Maafkan aku karena pernah berpikir kau mengganggu hutan, Biro Penelitian Sihir. Aku meminta maaf kepada mereka dalam hati.
“ Gadis kelinci juga akan baik-baik saja. ”
“Hah?!”
Tanaman merambat tiba-tiba tumbuh dari tanah dan melilit tubuhku. Mereka merayap ke arah Nero Shilwa, membawaku bersamanya.
“Melly!!”
“Ih!!”
Aku mendapati diriku digantung di pohon rendah, rasanya hanya sedetik. Ada sesuatu yang terasa familier. Setidaknya aku tidak terbalik kali ini. Tidak, tidak ada yang “baik” dari digantung.
Saya merasa sangat bodoh karena berakhir dalam situasi ini.
Nah, melihat bagaimana Kapten Ludtink, Garr, dan Wakil Kapten Velrey juga telah ditangkap, saya tahu tidak ada gunanya mencoba melawan.
Tanaman merambat juga melesat ke arah Zara, tetapi ia memotongnya dengan ayunan kapak ajaibnya. Potongan-potongan tanaman merambat itu menggeliat di tanah. Zara menginjaknya dan memelototi Nero Shilwa.
Jangan melawan. Tanah ini tunduk pada keinginanku. Aku bisa menanam anggur sebanyak yang kubisa .
Zara terus menebas setiap tanaman merambat yang merambat ke arahnya. Ia tampak mengendalikan situasi untuk saat ini, tetapi aku tahu ia akan segera ditangkap begitu staminanya habis.
Diremas tanaman merambat itu membuatku merasa semakin lemah. Aku mulai kehilangan kesadaran. Aku tahu itu pasti menguras stamina dan energi magisku.
“ Benar, gadis kelinci. ”
“Hah?!”
Apakah dia baru saja membaca pikiranku?!
“ Benar sekali lagi, gadis kelinci! ”
Aku berharap dia tidak mencoba berdialog dengan batinku. Aku juga sama sekali tidak suka nama “gadis kelinci”.

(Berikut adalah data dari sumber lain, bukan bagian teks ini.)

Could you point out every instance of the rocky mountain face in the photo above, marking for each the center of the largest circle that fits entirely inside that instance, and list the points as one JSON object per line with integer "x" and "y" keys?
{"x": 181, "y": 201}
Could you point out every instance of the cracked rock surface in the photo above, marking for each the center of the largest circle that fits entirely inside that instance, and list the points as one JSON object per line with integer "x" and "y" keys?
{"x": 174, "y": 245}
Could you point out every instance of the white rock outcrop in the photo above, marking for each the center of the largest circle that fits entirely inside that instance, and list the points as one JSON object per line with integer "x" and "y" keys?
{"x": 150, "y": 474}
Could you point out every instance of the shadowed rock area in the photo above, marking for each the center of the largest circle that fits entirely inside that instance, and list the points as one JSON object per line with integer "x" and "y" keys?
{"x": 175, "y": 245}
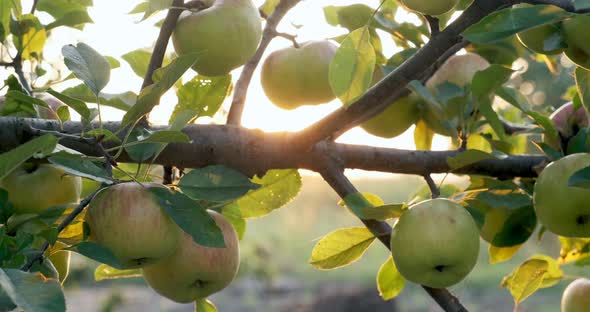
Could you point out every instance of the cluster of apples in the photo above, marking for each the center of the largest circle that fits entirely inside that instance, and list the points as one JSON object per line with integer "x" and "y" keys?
{"x": 127, "y": 219}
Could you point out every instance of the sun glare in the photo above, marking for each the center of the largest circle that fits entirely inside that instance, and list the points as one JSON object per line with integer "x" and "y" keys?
{"x": 115, "y": 33}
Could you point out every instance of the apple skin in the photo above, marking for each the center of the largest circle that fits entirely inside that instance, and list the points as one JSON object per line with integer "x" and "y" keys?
{"x": 396, "y": 118}
{"x": 534, "y": 38}
{"x": 194, "y": 271}
{"x": 458, "y": 70}
{"x": 430, "y": 7}
{"x": 60, "y": 260}
{"x": 33, "y": 188}
{"x": 435, "y": 243}
{"x": 567, "y": 122}
{"x": 292, "y": 77}
{"x": 226, "y": 35}
{"x": 127, "y": 219}
{"x": 578, "y": 40}
{"x": 564, "y": 210}
{"x": 576, "y": 296}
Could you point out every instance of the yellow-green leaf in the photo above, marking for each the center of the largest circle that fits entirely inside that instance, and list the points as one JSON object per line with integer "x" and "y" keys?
{"x": 340, "y": 248}
{"x": 526, "y": 279}
{"x": 351, "y": 70}
{"x": 389, "y": 282}
{"x": 104, "y": 272}
{"x": 501, "y": 254}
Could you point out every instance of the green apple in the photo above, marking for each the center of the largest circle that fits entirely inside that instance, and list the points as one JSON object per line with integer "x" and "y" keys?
{"x": 430, "y": 7}
{"x": 577, "y": 39}
{"x": 458, "y": 70}
{"x": 127, "y": 219}
{"x": 563, "y": 209}
{"x": 60, "y": 259}
{"x": 535, "y": 38}
{"x": 568, "y": 123}
{"x": 225, "y": 35}
{"x": 576, "y": 296}
{"x": 194, "y": 271}
{"x": 292, "y": 76}
{"x": 396, "y": 118}
{"x": 33, "y": 188}
{"x": 435, "y": 243}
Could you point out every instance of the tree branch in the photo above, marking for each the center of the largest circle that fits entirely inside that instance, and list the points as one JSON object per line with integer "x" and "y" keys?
{"x": 254, "y": 151}
{"x": 334, "y": 175}
{"x": 237, "y": 106}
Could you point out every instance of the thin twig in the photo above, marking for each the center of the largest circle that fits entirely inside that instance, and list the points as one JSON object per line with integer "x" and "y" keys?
{"x": 434, "y": 190}
{"x": 238, "y": 102}
{"x": 342, "y": 185}
{"x": 39, "y": 255}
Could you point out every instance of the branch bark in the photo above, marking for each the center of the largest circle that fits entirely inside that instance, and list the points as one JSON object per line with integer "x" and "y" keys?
{"x": 255, "y": 152}
{"x": 237, "y": 106}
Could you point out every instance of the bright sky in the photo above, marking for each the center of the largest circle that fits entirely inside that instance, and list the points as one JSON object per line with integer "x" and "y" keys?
{"x": 115, "y": 33}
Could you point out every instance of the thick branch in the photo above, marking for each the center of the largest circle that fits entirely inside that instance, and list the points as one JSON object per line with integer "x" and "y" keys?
{"x": 338, "y": 181}
{"x": 380, "y": 96}
{"x": 254, "y": 151}
{"x": 239, "y": 100}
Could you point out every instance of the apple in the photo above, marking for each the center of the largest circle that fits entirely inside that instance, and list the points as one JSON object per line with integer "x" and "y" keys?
{"x": 292, "y": 76}
{"x": 435, "y": 243}
{"x": 535, "y": 38}
{"x": 127, "y": 219}
{"x": 396, "y": 118}
{"x": 33, "y": 188}
{"x": 430, "y": 7}
{"x": 576, "y": 296}
{"x": 563, "y": 209}
{"x": 577, "y": 39}
{"x": 194, "y": 271}
{"x": 568, "y": 123}
{"x": 458, "y": 70}
{"x": 60, "y": 260}
{"x": 225, "y": 35}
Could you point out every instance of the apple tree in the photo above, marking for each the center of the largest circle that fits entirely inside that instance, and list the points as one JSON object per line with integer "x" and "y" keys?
{"x": 170, "y": 202}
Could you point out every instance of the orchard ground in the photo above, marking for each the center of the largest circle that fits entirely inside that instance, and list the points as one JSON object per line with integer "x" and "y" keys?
{"x": 275, "y": 279}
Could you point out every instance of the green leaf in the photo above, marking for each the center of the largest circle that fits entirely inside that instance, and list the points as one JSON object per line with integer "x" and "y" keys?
{"x": 526, "y": 279}
{"x": 59, "y": 8}
{"x": 467, "y": 158}
{"x": 88, "y": 65}
{"x": 204, "y": 305}
{"x": 32, "y": 291}
{"x": 203, "y": 95}
{"x": 105, "y": 272}
{"x": 340, "y": 248}
{"x": 75, "y": 19}
{"x": 580, "y": 178}
{"x": 96, "y": 252}
{"x": 510, "y": 21}
{"x": 483, "y": 87}
{"x": 82, "y": 166}
{"x": 351, "y": 70}
{"x": 42, "y": 145}
{"x": 123, "y": 101}
{"x": 215, "y": 183}
{"x": 77, "y": 105}
{"x": 389, "y": 281}
{"x": 423, "y": 136}
{"x": 278, "y": 187}
{"x": 191, "y": 217}
{"x": 150, "y": 96}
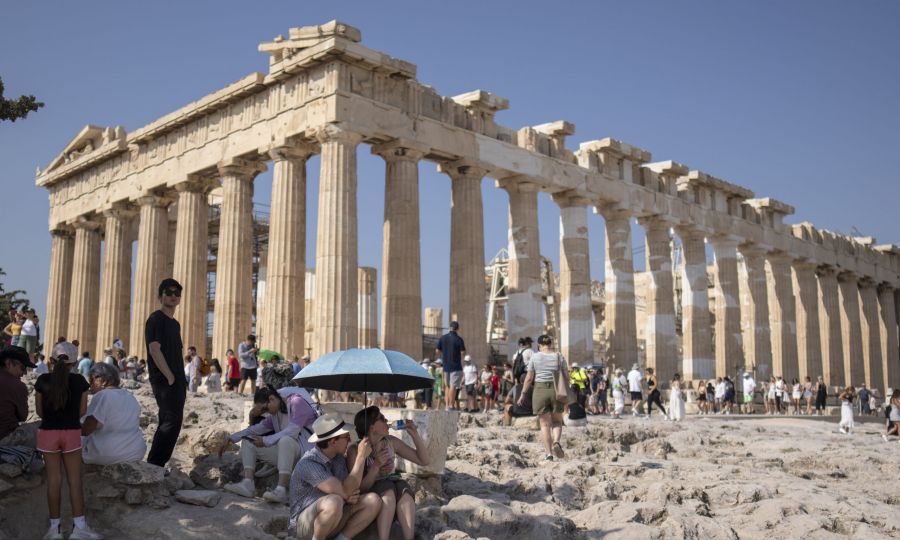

Nero Shilwa mulai tertawa terbahak-bahak setelah mendengar renungan batinku. ” Pikiran manusia begitu menyenangkan. Aku tak pernah bosan. ”
“Eh, kamu cuma mau dapetin pengikut, bukan mau bunuh kita, kan…?”
“ Salah. Aku mengekstrak kekuatan yang memberi kekuatan pada manusia dan menggantinya dengan kekuatanku sendiri. Begitulah cara mereka menjadi pengikutku. Namun, orang-orang ini keras kepala dan tidak mau menerima kekuatanku. Jika aku meninggalkan mereka sekarang, mereka akan mati. ”
“Apa?! Oh tidak…!”
Dengan penemuan yang mengejutkan ini, Zara mendekati Nero Shilwa dan mengangkat kapak perangnya.
“ Kamu terampil untuk lolos dari tanaman merambatku. ”
Alih-alih menghindar, Nero Shilwa membiarkan Luxuria menyerangnya.
Klang! Aku mendengar suara seperti logam beradu dengan logam. Makhluk itu tampaknya tidak terluka. Lalu aku menyadari sesuatu. Rasanya seperti sulur-sulur tanaman merambat di sekitarku merenggang. Saat aku melihat ke bawah, aku menyadari bahwa stoples ajaib Sly mengeluarkan panas.
Apakah tanaman anggur terhambat oleh panas?
Sly pasti menghasilkan panas karena air mandi yang diminumnya sebelum kita datang ke sini. Ini mungkin kunci yang kita butuhkan untuk menyelamatkan semua orang.
Roh agung itu tak menghiraukan kami, sementara Zara terus mengalihkan perhatiannya. Aku memutar tubuhku setelah sedikit terbebas dan membuka tutup botol Sly.
“Sly, tangkap Kapten Ludtink dulu.”
Ia menumbuhkan tentakel dan memberi hormat, menerima perintahku. Lalu ia melompat pergi dengan lompatan besar. Ia berhasil meraih Kapten Ludtink yang terbalik dan menempel padanya.
Kamu bisa melakukannya, Sly!!
“ Oh? ”
Aku melirik Nero Shilwa dan menenangkan pikiranku.
“ Ya, pria tampan. Aku akan memberimu fasilitas jika kau menjadi pengikutku. ”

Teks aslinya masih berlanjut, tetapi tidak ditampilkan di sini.